Este conteúdo pode ter um valor sentimental grande para os amigos e familiares. Por esta razão, envolve uma discussão sobre a vida privada do falecido. Mas há um caráter de privacidade da pessoa que faleceu. Gomes destaca que as opiniões estão entre o direito à personalidade, que inclui a privacidade, e o direito sucessório. Na Alemanha e Espanha prevalece os direitos sucessórios; nos Estados Unidos prevalece a privacidade.

Quando uma pessoa abre uma conta em uma rede social, o usuário concorda com as condições. E isto inclui este ponto. O Facebook transforma o perfil do falecido em um memorial e permite que um herdeiro possa gerenciar o perfil. O Instagram não tem a figura do herdeiro da conta.

Vamos voltar no tempo e retroceder ao ano de 1924. Neste ano, o escritor Franz Kafka faleceu, não sem antes pedir, em testamento, que seu amigo Max Brod, destruísse seus esboços ainda não publicados. O dilema de Brod foi satisfazer o desejo do amigo ou privar a humanidade de obras como O Processo e O Castelo. Venceu a segunda opção e Brod desrespeitou o desejo de Kafka.

Poderíamos imaginar alguém como Kafka nos tempos atuais, com uma conta em uma rede social. Sua partida física deixa as postagens que ele fez nos últimos anos e que podem ser importantes para a compreensão da sua obra. Deveríamos deixar o conteúdo ser apagado por uma empresa como o Facebook ou permitir que os herdeiros possam preservar este conteúdo? Parece que o pêndulo seria favorável para o direito hereditário aqui.

Mas vamos considerar outra situação. Uma pessoa produziu rascunhos que, pelo seu crivo, foi rejeitado. É justo tornar público uma obra de baixa qualidade, que pode ajudar a compreender o processo de produção do artista, mas que não condiz com a qualidade? A questão da privacidade aqui também deve ser levada em consideração. No passado, as pessoas escreviam e recebiam cartas de amor. Esta correspondência era algo pessoal; será ético entrar na vida de alguém que já faleceu?

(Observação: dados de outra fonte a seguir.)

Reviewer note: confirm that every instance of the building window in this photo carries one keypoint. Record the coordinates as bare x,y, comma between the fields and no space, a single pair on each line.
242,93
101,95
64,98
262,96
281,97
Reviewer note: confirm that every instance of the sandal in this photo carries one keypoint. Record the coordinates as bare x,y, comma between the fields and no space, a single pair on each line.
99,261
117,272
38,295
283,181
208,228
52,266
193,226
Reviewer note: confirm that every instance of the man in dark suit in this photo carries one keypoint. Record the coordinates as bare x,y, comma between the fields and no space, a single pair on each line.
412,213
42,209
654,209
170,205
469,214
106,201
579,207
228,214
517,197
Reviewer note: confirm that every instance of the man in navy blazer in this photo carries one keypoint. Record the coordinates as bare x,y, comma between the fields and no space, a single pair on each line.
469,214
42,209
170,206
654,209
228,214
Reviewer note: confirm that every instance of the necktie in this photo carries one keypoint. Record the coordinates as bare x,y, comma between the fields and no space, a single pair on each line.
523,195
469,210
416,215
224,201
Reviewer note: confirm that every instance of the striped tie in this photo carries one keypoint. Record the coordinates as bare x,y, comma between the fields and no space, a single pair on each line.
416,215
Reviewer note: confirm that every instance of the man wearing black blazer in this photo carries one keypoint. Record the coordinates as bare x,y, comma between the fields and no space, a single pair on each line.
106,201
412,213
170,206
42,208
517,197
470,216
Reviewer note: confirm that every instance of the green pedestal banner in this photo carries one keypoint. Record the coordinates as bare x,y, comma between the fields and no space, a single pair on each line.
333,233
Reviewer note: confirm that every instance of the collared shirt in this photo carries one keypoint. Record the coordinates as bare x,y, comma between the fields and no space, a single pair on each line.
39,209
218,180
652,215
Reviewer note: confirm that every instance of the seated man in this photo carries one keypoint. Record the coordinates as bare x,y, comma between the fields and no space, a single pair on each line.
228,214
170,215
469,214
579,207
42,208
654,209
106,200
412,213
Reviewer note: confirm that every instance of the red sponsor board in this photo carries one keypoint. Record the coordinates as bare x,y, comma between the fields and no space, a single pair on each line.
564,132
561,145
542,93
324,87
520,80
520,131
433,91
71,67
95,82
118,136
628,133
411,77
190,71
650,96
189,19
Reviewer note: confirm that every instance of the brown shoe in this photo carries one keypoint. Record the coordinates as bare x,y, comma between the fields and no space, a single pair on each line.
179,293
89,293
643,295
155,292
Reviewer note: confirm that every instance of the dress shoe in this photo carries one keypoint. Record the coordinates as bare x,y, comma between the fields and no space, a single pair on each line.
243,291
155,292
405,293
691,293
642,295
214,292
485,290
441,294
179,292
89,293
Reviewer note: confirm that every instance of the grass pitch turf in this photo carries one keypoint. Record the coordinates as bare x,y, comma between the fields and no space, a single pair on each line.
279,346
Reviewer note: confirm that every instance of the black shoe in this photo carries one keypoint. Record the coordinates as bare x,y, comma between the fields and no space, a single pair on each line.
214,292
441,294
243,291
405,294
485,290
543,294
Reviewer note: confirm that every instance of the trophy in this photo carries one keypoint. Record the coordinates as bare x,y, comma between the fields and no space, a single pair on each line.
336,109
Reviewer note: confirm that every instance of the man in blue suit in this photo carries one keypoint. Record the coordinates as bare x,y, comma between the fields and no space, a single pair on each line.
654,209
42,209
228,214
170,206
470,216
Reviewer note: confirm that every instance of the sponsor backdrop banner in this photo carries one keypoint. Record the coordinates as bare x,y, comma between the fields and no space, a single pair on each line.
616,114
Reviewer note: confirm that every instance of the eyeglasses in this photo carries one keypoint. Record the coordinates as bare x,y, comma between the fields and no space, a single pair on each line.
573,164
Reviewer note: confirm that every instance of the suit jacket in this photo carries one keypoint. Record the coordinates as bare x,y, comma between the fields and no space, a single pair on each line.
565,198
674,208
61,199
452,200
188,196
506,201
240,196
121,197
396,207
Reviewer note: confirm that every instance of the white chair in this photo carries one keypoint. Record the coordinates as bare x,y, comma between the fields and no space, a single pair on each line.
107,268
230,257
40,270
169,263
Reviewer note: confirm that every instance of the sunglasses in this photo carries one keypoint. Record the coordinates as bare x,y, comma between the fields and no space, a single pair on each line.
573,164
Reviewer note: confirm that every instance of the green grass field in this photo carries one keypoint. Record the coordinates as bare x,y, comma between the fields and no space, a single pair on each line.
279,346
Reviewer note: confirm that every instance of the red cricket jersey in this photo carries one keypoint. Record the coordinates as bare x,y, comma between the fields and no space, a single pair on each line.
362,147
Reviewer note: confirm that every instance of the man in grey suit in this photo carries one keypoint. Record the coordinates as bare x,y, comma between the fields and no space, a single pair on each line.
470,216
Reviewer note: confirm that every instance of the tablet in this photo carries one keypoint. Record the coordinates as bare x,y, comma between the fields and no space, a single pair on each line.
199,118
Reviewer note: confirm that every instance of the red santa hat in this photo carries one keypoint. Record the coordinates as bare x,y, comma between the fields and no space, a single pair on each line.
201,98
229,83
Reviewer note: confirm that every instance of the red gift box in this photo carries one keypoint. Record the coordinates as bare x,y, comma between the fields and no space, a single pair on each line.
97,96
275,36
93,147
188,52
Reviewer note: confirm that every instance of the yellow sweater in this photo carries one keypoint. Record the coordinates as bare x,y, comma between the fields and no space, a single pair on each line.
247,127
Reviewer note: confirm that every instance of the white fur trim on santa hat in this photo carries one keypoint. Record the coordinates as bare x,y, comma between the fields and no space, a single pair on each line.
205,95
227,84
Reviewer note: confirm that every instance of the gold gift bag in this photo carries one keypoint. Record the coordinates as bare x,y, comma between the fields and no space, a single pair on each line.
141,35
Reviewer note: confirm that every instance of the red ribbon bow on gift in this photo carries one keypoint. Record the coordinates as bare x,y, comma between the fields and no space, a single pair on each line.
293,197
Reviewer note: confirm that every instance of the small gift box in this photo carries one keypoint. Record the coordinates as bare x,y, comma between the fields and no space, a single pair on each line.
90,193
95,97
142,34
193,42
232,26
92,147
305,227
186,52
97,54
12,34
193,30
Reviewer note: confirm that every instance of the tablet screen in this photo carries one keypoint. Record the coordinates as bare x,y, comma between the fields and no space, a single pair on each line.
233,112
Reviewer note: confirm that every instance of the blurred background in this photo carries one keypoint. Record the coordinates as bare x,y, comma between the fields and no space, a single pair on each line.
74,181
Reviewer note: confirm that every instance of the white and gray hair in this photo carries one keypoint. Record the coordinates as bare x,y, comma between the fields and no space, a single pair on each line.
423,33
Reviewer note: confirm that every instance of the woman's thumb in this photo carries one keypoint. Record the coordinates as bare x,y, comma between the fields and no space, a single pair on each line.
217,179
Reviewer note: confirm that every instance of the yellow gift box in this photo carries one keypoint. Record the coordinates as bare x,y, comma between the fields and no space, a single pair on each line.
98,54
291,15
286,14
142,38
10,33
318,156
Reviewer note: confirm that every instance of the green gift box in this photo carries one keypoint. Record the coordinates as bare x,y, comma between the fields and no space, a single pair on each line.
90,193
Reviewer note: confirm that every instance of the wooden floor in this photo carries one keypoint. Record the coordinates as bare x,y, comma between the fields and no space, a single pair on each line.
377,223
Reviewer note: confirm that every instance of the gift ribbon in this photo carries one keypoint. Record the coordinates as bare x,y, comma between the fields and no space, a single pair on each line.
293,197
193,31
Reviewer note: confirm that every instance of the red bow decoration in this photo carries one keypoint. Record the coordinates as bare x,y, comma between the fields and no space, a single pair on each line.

E a Contabilidade - Há uma questão contábil interessante nesta discussão. Uma conta pode representar um ativo, na medida que há uma possível geração de riqueza com o seu conteúdo. Há uma interesse econômico em deter este conteúdo. Como a internet ainda é algo novo, a questão ainda é recente e não está na lei. Mas isto pode ser um “ativo” para a rede social, que pode explorar o conteúdo de alguém famoso postado por ele.